Friday, November 9, 2012

Why FOSS Indic OCR is now feasible

I was supposed to attend mediawiki.org/wiki/Pune_LanguageSummit_November_2012, but ended up not going. I did not have too much to share since I have not worked on OCR for almost 2 years now. I wanted to share the few things I did have to say and hence I decided to write this post.

Tesseract-OCR today has several new features that make it more suitable for Indic OCR now.

1) They have now moved to a new classifier called "cube" which can handle many  more character classes than the older neural net engine. This is important because Indic script has hundreds of different glyphs when you consider conjuncts and overlapping vowels.

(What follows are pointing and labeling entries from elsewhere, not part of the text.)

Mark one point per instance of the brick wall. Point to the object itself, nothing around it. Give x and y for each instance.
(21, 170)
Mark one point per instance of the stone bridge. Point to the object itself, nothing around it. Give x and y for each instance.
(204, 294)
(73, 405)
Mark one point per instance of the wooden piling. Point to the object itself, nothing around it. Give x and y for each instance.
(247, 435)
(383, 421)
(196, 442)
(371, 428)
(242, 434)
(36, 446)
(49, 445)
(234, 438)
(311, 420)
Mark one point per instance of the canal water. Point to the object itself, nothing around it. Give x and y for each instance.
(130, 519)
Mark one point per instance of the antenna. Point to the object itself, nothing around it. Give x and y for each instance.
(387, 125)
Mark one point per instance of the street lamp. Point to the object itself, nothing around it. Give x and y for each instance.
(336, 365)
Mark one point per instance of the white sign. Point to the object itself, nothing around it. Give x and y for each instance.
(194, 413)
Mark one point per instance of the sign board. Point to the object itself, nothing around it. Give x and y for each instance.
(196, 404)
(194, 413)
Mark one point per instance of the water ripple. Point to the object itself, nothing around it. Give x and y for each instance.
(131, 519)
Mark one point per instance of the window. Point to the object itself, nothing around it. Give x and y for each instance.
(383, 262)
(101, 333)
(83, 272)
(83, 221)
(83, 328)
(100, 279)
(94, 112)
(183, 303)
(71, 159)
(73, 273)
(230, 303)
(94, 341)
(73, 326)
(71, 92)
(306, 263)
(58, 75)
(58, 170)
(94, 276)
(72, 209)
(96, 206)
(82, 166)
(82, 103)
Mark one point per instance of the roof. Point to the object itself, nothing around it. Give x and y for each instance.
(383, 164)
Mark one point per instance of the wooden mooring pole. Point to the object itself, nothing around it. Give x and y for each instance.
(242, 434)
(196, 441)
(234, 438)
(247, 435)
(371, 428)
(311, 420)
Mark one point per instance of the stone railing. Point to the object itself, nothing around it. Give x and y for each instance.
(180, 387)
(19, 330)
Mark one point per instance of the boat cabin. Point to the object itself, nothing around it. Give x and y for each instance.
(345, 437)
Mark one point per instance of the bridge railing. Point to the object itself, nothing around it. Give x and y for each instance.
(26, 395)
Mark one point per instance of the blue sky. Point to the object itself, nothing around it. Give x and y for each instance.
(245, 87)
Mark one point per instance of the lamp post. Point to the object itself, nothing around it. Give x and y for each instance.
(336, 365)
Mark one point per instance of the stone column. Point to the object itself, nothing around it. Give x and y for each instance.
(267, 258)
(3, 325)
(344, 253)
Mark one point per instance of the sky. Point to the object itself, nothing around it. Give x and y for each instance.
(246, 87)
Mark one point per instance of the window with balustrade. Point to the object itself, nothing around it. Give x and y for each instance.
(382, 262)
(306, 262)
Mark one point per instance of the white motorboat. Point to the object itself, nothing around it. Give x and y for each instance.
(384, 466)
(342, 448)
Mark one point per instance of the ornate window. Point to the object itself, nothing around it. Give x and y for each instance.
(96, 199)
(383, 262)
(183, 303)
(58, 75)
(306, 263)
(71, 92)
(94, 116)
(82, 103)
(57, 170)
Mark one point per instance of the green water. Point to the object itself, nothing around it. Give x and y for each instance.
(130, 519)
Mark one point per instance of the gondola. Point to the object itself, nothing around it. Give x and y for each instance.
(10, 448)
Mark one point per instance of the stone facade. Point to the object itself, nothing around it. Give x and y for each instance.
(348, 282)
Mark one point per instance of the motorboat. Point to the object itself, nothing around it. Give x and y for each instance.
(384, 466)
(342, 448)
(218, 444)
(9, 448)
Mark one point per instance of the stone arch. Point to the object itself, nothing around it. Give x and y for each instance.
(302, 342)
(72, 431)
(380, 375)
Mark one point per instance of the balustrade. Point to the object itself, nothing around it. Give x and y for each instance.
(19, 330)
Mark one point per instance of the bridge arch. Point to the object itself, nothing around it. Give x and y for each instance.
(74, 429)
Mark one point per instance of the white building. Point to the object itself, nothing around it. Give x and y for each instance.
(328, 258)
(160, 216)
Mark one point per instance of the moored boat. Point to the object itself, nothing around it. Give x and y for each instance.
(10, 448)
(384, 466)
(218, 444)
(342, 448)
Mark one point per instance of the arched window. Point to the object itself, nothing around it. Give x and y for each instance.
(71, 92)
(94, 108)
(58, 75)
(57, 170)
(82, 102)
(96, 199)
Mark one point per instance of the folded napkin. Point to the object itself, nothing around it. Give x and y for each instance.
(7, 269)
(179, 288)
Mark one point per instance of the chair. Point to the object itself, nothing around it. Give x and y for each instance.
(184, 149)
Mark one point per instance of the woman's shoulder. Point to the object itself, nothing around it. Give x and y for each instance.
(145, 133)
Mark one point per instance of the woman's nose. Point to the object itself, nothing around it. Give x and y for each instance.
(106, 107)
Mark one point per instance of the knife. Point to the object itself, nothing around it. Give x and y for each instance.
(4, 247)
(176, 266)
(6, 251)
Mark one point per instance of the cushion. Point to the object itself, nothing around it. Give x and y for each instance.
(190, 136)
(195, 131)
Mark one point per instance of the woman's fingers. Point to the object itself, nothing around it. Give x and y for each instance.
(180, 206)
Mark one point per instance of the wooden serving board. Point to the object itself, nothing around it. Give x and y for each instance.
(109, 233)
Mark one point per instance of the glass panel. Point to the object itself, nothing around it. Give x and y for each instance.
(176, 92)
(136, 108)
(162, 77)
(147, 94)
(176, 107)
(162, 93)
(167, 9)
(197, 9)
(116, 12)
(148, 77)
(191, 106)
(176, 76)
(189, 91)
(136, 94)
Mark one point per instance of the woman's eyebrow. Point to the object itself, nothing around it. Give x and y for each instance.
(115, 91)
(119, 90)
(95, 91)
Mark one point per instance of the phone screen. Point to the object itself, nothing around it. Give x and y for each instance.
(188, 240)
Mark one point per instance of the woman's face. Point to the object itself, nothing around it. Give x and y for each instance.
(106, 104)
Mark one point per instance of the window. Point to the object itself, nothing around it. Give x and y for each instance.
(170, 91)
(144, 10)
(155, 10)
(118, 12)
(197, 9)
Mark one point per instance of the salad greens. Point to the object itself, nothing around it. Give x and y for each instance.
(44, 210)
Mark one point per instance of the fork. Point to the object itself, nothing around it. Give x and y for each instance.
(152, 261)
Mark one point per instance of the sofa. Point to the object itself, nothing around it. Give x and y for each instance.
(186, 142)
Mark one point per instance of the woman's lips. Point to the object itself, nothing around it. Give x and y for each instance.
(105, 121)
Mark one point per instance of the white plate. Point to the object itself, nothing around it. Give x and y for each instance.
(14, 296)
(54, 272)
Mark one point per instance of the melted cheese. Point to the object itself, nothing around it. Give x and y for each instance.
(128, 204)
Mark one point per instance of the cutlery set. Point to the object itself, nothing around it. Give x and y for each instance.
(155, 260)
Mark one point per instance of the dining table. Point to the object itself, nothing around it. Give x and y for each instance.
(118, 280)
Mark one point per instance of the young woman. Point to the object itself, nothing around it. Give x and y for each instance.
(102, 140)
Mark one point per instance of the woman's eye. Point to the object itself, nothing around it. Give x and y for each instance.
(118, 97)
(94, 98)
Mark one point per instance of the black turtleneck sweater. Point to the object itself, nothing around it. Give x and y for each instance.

2) They have now added significant amounts of code to carry out "shirorekha clipping" to the code base which will help Hindi and Bengali OCR http://code.google.com/p/tesseract-ocr/source/search?q=shirorekha&origq=shirorekha&btnG=Search+Trunk . The approach is similar to http://tesseractindic.googlecode.com/files/clipmatra_pseudocode.pdf

3) Generous amounts of Indic script training data is now hosted on the official Tesseract-OCR website, and also on other community supported projects like http://code.google.com/p/parichit/

For someone who wants to start working on Indic OCR now, the barriers have been lowered somewhat. Much work still needs to be done because in OCR the last 2% is what matters most, and that requires a lot of fine tuning and testing. Getting your hands on ground truth test data is hence of vital importance.